This isn’t what I’m really like

I saw a blue bird next to the tracks.
It flew up around the plates and I don’t think it saw me.
It found its way, somehow, through every dead branch’s spindle–
brown and gray, more like the fog around it
than any living tree. Haunted–

the papers and cans and me,
I’m not the bird. The garbage, swampy, puddled ground and gravel mountains.
Piles of human skin– an attractive green raincoat for a body.
That’ll just be trash, too.
American flags in the cemetery– they’re getting the idea.
I don’t know what I’m about. No one looks at me
and I only see the raincoat

If you leave me alone for long enough I start writing in my notebook

And then when I come on here there’s no choice but to call it blargh-ing. I can’t tell you how excited I am for the Agamben, et al book Democracy in What State?. I think that there were parts written in French and new bits added in English (trans by William McCuaig). I rifled through CUP’s computer and printed it out weeks ago. I want that hard copy so I can write forever about it. Also waiting for Marxism and Form to come in the mail to I can start reading that.

I’m turning 21 tomorrow.

and then spring break next week. I sincerely promise to read and do real work on here, less blarg-ing. And less poetry–it’s getting to me.

Re-introducing myself to 2009

For about a week, I’ve been researching different poetic works, commentaries, and genres on the web. I’ve concentrated a large amount of my focus on ‘blog poetry,’ because I think there are a lot of important components of poetry written, shared, and critiqued through the same interface. I’ve also spent a lot of time looking at new media poetry (I tend to be drawn to audio-visual illuminations rather than graphic installations, but I try to be fair).

More than just accepting or mimicking these new ways of poetry, or asking, “is new media production a poem?” I’m concerned with the relationship to two-dimensional poetry (poetry attained through the idea of a ‘page’ interface) and that of new media poetry that represents itself as more of a ‘screen.’ 

However, as in cinema, I hypothesize that there are moments in new media poetry that demand the presence of the page.

In preparation for this exploration, I am seeking out strong examples of two-dimensional poetry and new media productions (from blogs, online ‘zines, art hosts, etc) and ask the following questions:

1. In what ways does two-dimensional poetry utilize the space of the page, either in ‘traditional’ lay-outs or more experimental spacing?

2. How does new media poetry restructure itself without the most commonly understood boundaries of poetry (line, meter, punctuation, the codexical nature of the two-dimensional poem) in a more continuous and media-aided format?

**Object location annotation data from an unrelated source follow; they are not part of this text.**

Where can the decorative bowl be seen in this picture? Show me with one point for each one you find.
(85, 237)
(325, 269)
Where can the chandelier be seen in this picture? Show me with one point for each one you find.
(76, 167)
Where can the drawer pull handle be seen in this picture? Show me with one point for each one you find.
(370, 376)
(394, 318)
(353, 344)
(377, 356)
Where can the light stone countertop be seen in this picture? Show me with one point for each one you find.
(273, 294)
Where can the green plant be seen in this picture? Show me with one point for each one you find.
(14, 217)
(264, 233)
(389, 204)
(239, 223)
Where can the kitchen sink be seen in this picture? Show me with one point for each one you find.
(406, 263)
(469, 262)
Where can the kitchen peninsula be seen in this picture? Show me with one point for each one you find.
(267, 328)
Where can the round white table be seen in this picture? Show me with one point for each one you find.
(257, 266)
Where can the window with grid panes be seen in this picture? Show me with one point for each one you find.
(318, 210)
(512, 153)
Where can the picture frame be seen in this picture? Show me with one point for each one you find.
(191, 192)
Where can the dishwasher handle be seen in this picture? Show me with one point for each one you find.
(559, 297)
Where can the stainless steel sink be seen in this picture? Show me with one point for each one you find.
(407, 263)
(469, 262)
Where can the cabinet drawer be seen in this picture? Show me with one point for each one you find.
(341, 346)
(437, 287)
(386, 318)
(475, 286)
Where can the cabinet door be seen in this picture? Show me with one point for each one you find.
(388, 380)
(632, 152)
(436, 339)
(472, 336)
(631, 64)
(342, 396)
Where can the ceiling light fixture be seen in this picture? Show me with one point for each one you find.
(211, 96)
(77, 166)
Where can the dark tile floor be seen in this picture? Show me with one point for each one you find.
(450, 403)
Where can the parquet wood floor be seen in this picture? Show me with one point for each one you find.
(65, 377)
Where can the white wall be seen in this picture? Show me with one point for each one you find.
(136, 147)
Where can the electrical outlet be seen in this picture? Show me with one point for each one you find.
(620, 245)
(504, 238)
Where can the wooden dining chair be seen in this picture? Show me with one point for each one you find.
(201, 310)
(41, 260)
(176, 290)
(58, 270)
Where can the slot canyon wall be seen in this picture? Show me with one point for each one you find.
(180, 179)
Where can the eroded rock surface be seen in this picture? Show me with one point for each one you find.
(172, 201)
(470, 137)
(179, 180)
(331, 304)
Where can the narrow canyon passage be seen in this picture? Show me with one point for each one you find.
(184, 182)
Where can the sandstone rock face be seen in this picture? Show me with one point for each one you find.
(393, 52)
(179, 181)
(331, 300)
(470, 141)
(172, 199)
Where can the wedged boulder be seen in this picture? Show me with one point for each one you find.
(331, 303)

3. How might the different genres of poetry translate in to one another? How might a two-dimensional poem with dramatic spacing translate into the space of a ‘film’? Is the page, even in part, an essential peice of the 21st century poetic puzzle?

 

Keeping my eyes open but not unfiltered.

It’s Grammy (READ: Insecurity for All Artists) Season…

…and, like all things, it is directly related to art in media. In the last decade, music listening has erupted exponentially due to the wide-spread availability of music files on the Internet. I will spare you, dear reader, from listing all of the devices one can listen to music, I’m sure you’re already aware. It has become quite a circus, and not always for the better… but sometimes, I am sad for the media left behind.

Or maybe I’m just depressed because I’m afraid *my* medium has been left behind…

Music, as a genre, is the perfect 21st century art: there is plenty of growing room for production, tv-integration, layered usage (in slides, videos, background noise, etc.); I wish I could say the same for poetry.

Poetry, whose (conventional) form demands the reader’s full attention of their eye, internal “ear,” and deliberate focus. Miss one line in poetry and miss the entire lyrical flow.I’m not suggesting that lyrics aren’t absolutely necessary in music, but there exists a certain level of continuity within the musical structure of a song that allows a listener to tune in and out while absorbing the “over-all” effect.

Now, I love a good audio file as much as the next college student. But come on, where is the love for poets?

Not poets-as-musicians, but poets… are our days really numbered? Have we really been cut off from the outside world, limited to quarterly magazines? Will our readers really dwindle down to other, competing writers in a less than electrifying lay-out?

Crying out in media shift oblivion: “please, please MEDIA GODS,” I received an answer.

Flash poetry. Quite literally, flashing the words of a poem on a (computer) screen. UH-GREAT!

So I toyed with one or two of my pre-existing poems… Turns out, it’s really, really not that easy.

First, there was my initial panic at not being able to easily line up and dissect the visual aesthetic of a poem. Where were the breaks? Was it visually slim, or stout? What was the rhyme pattern?

And then came the second wave of hatred to all things flash: my loss of multiple interpretation, of how to extend or contract visual slide-show elements, add or detract color, group or cut off words, in order to convey my original meaning.

It is definitely a work-in-progress; but it got me thinking. There must be advantages of working in print and in “modified” print. I just have to get comfortable enough in 2009 to fully explore them.

Maybe I’ll even add a backing track?